4.° On n’y est pas plus consolé sur les peines du mariage & animé à en remplir les devoirs. On en représente le poids accablant, & les époux insupportables l’un à l’autre. L’himen est le tombeau de l’amour, il en éteint toutes les flammes, il en affadit tous les plaisirs. Ce que la passion avoit le plus désiré, peut-être uniquement envisagé, la passion même le rend à charge. Auparavant poli, caressant, doux, aimable, on devient brusque, dur, indifférent, capricieux, intraitable. Qu’on ne compte pas sur les apparences, les protestations, les sermens, l’himen fait tout évanouir. L’épouse, dans l’intention du Créateur, devoit être une compagne fidèle qui partageât les biens & les maux, les devoirs & les travaux, qui consolât dans les peines, soulageât dans les infirmités, aidât dans les affaires ; ce n’est plus qu’un objet odieux, un tyran intraitable, une source de chagrin & d’ingratitude, dont on ne peut trop tôt se débarrasser, dont le trépas est une fête, qu’on craint de retrouver jusques dans les enfers. En imposé-je ? n’est-ce pas le langage commun de tous les théatres ? Les plaintes ordinaires des maris & des femmes, les raisons du refus de tous les célibataires, tournées de mille manieres, assaisonnées de toutes les plaisanteries, les grossieretés, les obscénités, que l’imagination a fourni aux Auteurs, ou que leur mémoire a ramassé dans les halles, tout cela absolument faux dans le plus grand nombre des mariages, fût-il vrai dans quelques-uns, la religion, la patience, la soumission à la volonté de Dieu, la charité qui gagne tout, seroient pour un Chrétien une solide consolation, un trésor de mérite. Mais ce sont des idées gothiques qu’on n’oseroit sur la scène seulement laisser entrevoir, sous peine d’être déclaré imbécille ou tartuffe, & régalé de mille sifflets. Les obscénités applaudies font rire aux éclats, les idées de religion sont reléguées dans la cellule de quelque vieille Nonain. La femme de théatre, bien mieux avisée, ira se consoler avec son amant, & se moquer de son incommode mari.

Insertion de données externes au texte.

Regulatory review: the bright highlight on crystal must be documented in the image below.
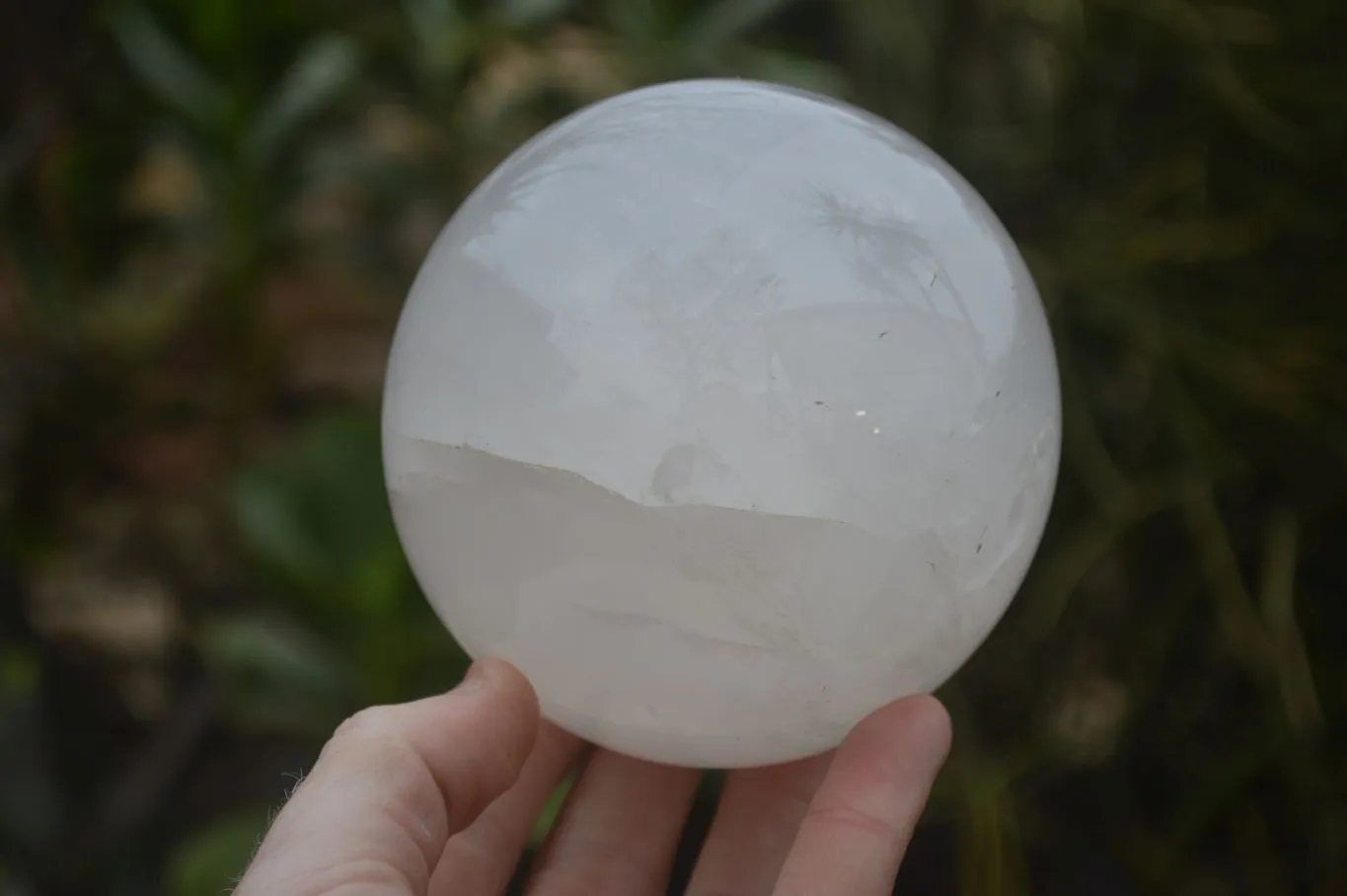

On charge même le portrait, on exagère les peines, on grossit les fautes, on multiplie à l’infini le nombre des infortunés. Le ridicule, comme un feu dévorant, se répand sur tout de proche en en proche, consume tout, ou du moins le noircit en passant. Ainsi au lieu de consoler, on afflige ; d’adoucir les cœurs, on les aigrit ; de réunir les gens, on les éloigne. On croit d’abord le mal, on l’imagine ; les préventions que donne le théatre le font supposer par-tout, on le sent plus vivement par la crainte des excès & du ridicule dont on vient de se remplir. Personne de plus téméraire dans ses jugemens, de plus rigoureux dans sa censure, de plus emporté dans ses éclats, que celui qui juge, qui agit d’après le théatre. Une femme en revenant de la comédie est mille fois plus intraitable. Les célibataires de libertinage, si communs aujourd’hui, qui s’avisent de condamner les célibataires de religion, croient trouver leur apologie dans les malheurs prétendus des gens mariés. Voilà ce qui forme les prosélytes du célibat. Les familles font semblant de craindre les exhortations d’un Moine qui séduit les enfans & leur donne la vocation religieuse, & elles ne craignent pas les vocations théatrales que donnent les pieces & les Actrices, en les éloignant du mariage & les rendant malheureux. Pour un jeune homme qui prend le froc, il y en a mille qui prennent une maîtresse au spectacle ; pour une fille religieuse, le spectacle forme mille coquettes, & en les jetant dans l’incontinence, les dégoûte d’un établissement légitime, & leur en fait trouver les peines insupportables.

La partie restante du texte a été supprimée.